Marine heat waves have already doubled since 1980 and are expected to intensify as temperatures rise. At 1.5 degrees Celsius, it is likely that 70-90% of the world’s coral reefs are dying. At 2 degrees Celsius of warming, 99% is lost.
“If we delay for another year or two, we’re really going down a path where there’s no going back,” Hoegh-Guldberg said. “We must act and we must act decisively, without asking questions and solving this problem.”
“Unheard of” storms become more frequent
Water has taken a heavy toll in 2021 around the world. In September, the remnants of Hurricane Ida swept through the northeast, killing more than 50 people in New Jersey, New York and other states. Many drowned in cars and basement apartments, submerged in swift waters. In August, two dozen people died when heavy rains caused flash floods in Tennessee.
Scientists warn that a warmer atmosphere is a more humid atmosphere. Warmer air can hold more water, which helps produce more intense precipitation and stronger storms. With warmer ocean temperatures in the Gulf of Mexico, hurricanes are intensifying at a faster rate.
As the climate warms, storms once considered extremely rare are expected to become more frequent. And the odds don’t increase a bit.
“When we think about probabilities, it’s not just that twice as much warming gives you twice as much of a chance,” says Gabriel Vecchi, professor of geosciences at Princeton University. “If we move towards 3 degree warming, more and more of the unknown or unknown will become relatively common.”

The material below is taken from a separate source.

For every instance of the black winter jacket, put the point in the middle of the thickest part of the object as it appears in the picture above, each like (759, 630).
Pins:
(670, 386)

Extreme heat waves follow the same pattern, where a small change in average temperature leads to a large increase in the number of extreme events. Whether it’s heat or flooding, infrastructure like buildings, roads and storm drains have been designed to cope with the climate of the past. They might not survive the climate of the future.

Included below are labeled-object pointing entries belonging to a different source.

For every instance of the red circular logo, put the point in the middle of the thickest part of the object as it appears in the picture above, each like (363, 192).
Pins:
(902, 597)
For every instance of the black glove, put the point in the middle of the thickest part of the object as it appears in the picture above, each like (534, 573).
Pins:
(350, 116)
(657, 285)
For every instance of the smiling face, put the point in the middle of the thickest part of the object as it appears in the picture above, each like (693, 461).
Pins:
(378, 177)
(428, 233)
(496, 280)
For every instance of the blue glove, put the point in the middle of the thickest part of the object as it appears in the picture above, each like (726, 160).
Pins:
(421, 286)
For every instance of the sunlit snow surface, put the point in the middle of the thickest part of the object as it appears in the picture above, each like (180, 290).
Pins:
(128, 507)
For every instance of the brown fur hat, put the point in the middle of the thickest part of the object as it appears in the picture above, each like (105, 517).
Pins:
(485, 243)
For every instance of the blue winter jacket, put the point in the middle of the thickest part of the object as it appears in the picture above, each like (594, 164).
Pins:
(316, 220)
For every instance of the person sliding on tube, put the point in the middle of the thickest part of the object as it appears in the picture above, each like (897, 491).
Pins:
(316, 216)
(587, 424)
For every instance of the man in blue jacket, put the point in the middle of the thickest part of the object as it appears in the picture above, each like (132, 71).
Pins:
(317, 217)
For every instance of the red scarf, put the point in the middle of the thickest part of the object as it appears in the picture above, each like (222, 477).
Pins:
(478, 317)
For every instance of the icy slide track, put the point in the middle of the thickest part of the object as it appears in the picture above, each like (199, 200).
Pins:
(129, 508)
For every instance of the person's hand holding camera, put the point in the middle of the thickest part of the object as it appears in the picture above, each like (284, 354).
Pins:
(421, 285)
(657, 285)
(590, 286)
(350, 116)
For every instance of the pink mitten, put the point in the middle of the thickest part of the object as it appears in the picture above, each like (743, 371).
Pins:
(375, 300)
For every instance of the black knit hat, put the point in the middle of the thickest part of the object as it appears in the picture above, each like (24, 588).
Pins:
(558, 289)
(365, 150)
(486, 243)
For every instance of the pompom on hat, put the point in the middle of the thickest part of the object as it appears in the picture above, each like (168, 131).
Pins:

Melting ice results in flooded cities
For coastal cities around the world, the future of millions of people depends in large part on the vast volumes of ice present over Greenland and Antarctica.
Already in the past 16 years, Antarctica and Greenland have lost enough ice to fill Lake Michigan, according to NASA. This melting ice is raising the level of the oceans, as well as the melting of glaciers and the expansion of the ocean water itself, which occurs as it gets warmer. The increase is also accelerating.
Sea level could rise an additional 1 to 3 feet by 2100, according to the latest report from the Intergovernmental Panel on Climate Change, the UN’s climate research group. The scenario could be much worse if the Antarctic ice caps disintegrate at a faster rate than scientists predict. Limiting temperature increases to 1.5 degrees Celsius could halve the sea level rise that occurs by the end of the century, compared to what is expected.
More than 4 million people in the United States are at risk along the coasts, where rising sea levels would cause larger storm surges and higher high tides. As the ocean rises, many of the world’s small island nations are at risk of becoming uninhabitable.
Yet even at 1.5 degrees Celsius of warming, scientists warn that storms, heat waves and droughts will be more extreme. And they warn that 1.5 degrees Celsius of warming is not a tipping point. For every tenth of a degree, the planet gets hotter, the impacts get worse. But on the other hand, every tenth of a degree that is avoided can be crucial in limiting the extent of future damage.
“There are possible ways forward,” said Vecchi. “It’s not an inevitable future. There are reasons to hope and despair, I think, it’s counterproductive.”